Spin qubits: Control, calibration and readout in multi-qubit arrays

Encoding quantum information in the spins of electrons or holes confined in semiconductor quantum dots is a promising technology, due to their long coherence times, inherent gate-voltage tunability and compatibility with industrial foundry fabrication. As these quantum systems are scaled up in linear and two-dimensional arrays to form NISQ processors, the density of gate electrodes can lead to more and more operational complexity. In this talk, I will present four directions of active research. First, I will present advances in multi-gate-layer fabrication of qubits implemented in academic facilities, as well as in industrial foundries focusing on spin-based quantum processors. Second, I will present our work on implementing fast, high-fidelity and simultaneous qubit readout, in particular involving RF-reflectometry, across small arrays of quantum dots.
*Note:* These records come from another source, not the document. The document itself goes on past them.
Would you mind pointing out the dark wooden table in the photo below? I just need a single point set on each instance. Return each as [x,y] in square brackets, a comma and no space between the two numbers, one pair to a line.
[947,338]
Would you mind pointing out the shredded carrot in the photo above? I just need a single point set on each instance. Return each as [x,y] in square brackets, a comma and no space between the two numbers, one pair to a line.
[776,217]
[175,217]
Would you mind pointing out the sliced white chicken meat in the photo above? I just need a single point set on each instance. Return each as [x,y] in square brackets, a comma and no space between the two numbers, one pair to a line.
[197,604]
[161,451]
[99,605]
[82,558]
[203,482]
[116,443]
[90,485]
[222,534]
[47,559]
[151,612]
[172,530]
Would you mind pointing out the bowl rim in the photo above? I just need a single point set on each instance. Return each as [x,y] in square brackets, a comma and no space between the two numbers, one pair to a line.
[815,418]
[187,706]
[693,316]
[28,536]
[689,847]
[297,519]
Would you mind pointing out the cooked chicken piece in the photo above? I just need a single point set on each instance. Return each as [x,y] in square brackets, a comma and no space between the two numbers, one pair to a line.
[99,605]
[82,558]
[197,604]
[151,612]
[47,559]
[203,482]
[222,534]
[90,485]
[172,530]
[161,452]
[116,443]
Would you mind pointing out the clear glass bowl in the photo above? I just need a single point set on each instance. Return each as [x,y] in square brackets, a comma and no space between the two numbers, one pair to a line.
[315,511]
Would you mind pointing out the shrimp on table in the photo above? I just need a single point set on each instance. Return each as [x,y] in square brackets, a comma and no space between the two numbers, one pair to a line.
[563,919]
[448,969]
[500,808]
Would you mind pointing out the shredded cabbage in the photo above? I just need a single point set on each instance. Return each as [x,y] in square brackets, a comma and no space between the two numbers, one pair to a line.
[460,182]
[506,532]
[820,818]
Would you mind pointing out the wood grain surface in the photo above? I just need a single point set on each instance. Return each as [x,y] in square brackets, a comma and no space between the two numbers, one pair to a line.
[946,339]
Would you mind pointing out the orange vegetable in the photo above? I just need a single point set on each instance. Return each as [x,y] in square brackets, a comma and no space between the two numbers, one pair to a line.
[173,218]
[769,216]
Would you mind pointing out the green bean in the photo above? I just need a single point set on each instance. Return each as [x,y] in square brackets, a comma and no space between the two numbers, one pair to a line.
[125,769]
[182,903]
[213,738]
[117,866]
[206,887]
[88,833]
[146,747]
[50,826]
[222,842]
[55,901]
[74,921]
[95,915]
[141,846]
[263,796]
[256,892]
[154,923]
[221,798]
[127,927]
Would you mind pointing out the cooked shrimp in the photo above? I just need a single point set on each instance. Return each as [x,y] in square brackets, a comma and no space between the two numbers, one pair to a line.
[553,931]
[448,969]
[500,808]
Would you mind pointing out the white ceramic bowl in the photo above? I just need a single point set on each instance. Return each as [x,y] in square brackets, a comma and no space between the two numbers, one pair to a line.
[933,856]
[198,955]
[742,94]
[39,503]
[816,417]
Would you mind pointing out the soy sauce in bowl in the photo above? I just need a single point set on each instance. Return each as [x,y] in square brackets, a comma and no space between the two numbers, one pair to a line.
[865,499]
Third, I will discuss the importance of methods such as the implementation of automated tuning, loading and calibration of gate-voltage controlled arrays of quantum dots. Lastly, I will showcase functionalities enabled by new techniques of quantum control, such as real-time fast feedback using FPGA-based machinery that enables online, closed-loop control and calibration of quantum systems. These efforts utlize high-quality heterostructures in silicon, germanium, and gallium arsenide quantum wells, as well as devices made using industrial CMOS processes on large-scale 300mm wafers. I will also discuss the current need, and future prospects, for techniques such as crosstalk mitigation, multi-qubit pulse calibration, sensor compensation, virtual gating, and adaptive readout. The near-term goal is to engineer scalable spin qubit networks demonstrating stable and coherent qubit arrays for computation, as well as for the simulation of phenomena relevant for fundamental physics and chemistry applications.